Bric shrugs. “He loves you. He probably wanted to make sure you had what you needed.”
“He doesn’t love me.” I roll my eyes.
“Shit, Rochelle. He’s a fucking mess. He won’t even talk to me these days. He’s so mad about how it ended.”
“You’re… not playing the game anymore?” I almost can’t believe it. Elias Bricman is nothing but a game. I can’t even imagine this man living a normal life. Not just the sexual stuff he’s into. But everything. His whole life is wrapped up in controlling people.
“Not with him,” Bric says. “Not with Smith either.”
“Then who?”
“That new guy. Jordan Wells? Did you ever meet him?”
I shake my head. “But just one guy?” That’s not like him either. He likes to keep things off balance. Anything less than plural is just not dynamic enough to satiate his dark appetite.
“I’m not really here to talk about that game, Rochelle.
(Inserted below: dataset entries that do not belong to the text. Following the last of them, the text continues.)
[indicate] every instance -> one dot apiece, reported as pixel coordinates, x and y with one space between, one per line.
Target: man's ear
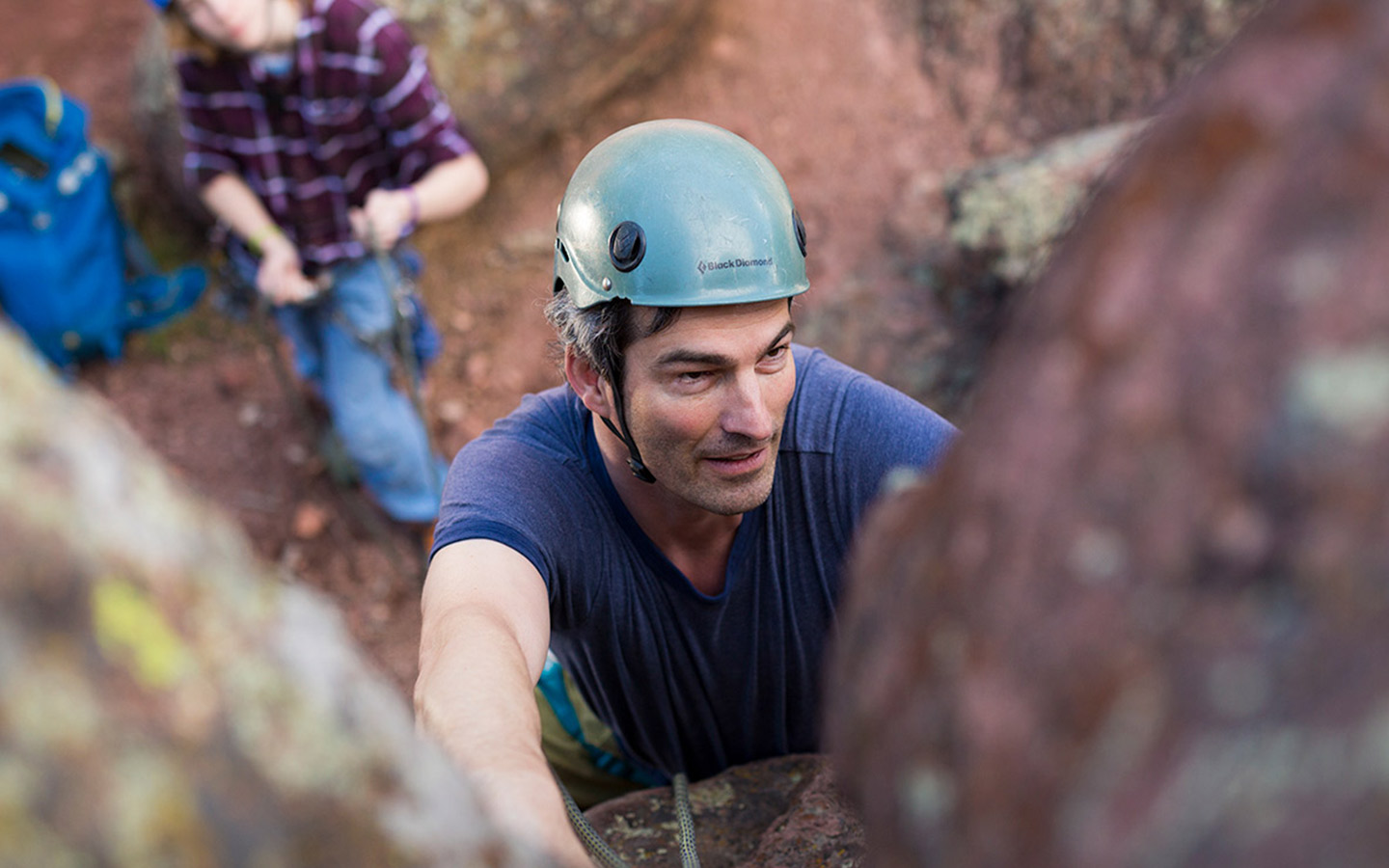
587 384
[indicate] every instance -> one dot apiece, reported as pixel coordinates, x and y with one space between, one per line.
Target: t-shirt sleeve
864 434
510 507
423 131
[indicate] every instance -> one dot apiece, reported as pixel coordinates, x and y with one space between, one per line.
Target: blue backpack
72 275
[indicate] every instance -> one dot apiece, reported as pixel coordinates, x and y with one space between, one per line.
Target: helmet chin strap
625 435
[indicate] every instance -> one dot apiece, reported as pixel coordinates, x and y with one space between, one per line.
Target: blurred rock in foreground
776 813
1139 617
163 699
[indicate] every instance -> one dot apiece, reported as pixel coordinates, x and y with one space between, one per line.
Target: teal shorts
583 750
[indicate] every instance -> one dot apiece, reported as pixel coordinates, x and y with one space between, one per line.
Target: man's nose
748 413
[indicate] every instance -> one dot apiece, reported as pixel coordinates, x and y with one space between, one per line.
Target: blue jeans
341 347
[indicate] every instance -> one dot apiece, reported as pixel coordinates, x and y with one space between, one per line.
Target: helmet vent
627 246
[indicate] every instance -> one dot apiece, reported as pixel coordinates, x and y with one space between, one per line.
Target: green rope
599 849
606 855
685 817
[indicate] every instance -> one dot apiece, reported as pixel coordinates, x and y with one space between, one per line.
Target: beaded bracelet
414 211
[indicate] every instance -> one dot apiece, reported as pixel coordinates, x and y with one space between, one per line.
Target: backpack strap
52 104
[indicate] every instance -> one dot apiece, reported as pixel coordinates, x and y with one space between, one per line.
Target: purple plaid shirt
356 110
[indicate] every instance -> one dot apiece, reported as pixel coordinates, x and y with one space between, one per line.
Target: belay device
72 275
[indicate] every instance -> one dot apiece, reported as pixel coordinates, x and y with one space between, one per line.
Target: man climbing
671 524
315 136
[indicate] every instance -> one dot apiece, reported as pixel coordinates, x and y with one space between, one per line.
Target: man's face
706 401
240 25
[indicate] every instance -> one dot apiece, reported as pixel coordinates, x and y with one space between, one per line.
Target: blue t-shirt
687 681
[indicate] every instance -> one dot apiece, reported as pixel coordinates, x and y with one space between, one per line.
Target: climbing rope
606 855
685 818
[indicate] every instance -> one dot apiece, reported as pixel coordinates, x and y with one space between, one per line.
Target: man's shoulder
832 399
549 421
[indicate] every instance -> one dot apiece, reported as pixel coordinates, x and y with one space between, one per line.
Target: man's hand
384 218
281 277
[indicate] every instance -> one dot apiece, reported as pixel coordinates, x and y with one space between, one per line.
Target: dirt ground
830 89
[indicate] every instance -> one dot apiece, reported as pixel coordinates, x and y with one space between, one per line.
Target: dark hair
602 334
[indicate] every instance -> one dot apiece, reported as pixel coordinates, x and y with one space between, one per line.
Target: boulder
1138 615
776 813
166 699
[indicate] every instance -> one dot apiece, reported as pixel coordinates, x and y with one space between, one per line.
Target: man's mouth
741 463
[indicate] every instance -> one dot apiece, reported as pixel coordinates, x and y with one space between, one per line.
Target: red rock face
1139 615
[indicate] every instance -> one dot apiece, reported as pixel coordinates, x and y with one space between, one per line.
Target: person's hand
384 218
281 277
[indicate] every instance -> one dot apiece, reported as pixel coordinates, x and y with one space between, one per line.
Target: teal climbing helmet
678 214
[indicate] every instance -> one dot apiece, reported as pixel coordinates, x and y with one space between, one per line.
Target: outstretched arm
445 192
483 637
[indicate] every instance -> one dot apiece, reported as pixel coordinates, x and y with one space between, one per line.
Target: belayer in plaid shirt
314 133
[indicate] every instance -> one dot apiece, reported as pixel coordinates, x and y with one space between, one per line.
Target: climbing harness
243 302
404 339
606 855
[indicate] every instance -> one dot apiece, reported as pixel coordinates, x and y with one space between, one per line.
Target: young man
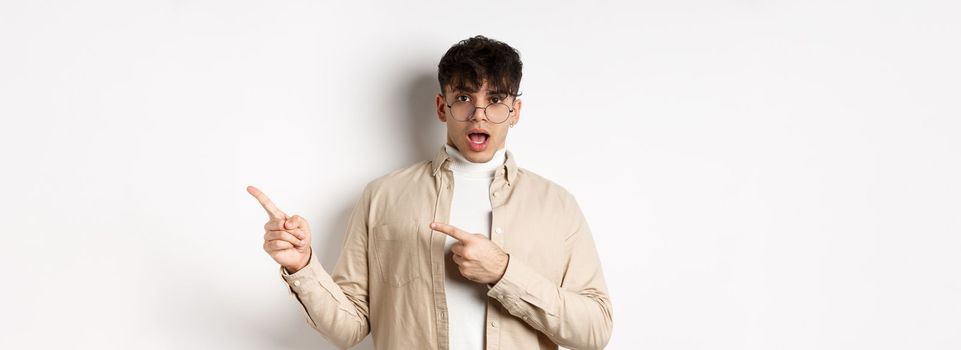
464 251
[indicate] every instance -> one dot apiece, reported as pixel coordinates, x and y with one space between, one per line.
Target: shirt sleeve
336 304
576 314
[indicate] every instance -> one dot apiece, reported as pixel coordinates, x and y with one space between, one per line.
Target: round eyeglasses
496 113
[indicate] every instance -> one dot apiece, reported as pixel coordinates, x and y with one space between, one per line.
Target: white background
757 174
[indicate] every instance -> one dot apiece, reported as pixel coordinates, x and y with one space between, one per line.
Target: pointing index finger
268 205
452 231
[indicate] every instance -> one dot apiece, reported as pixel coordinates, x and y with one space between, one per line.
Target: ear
517 111
441 112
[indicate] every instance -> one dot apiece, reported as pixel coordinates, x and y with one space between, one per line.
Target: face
477 138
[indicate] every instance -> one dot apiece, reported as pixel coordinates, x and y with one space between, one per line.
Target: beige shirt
389 279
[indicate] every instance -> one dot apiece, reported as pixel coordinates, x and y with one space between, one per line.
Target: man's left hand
479 259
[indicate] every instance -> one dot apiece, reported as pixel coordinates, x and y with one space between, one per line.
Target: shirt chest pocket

I’m here to beg you for a favor.”
“I’m not going back. I told you that. In fact, you’re lucky you came today. I’m about to move again.”
“Where?”
I shrug. “Dunno yet.”
He exhales loudly like he’s really frustrated now. “I really think I need to know.”
“You don’t deserve to know where I’m going.” My own frustration is building. Where does he get off? How in the world does he figure I owe him something?
“Not where you’re going,” he snaps. “If I’m the father.” His head is downcast, but he looks up through a wave of hair. It’s longer than I remember. Not long. But shoulder-length. And some of it falls over his face until he runs his fingers through it, putting it back in place.
“Why?” I ask. “It’s not like you ever wanted kids.”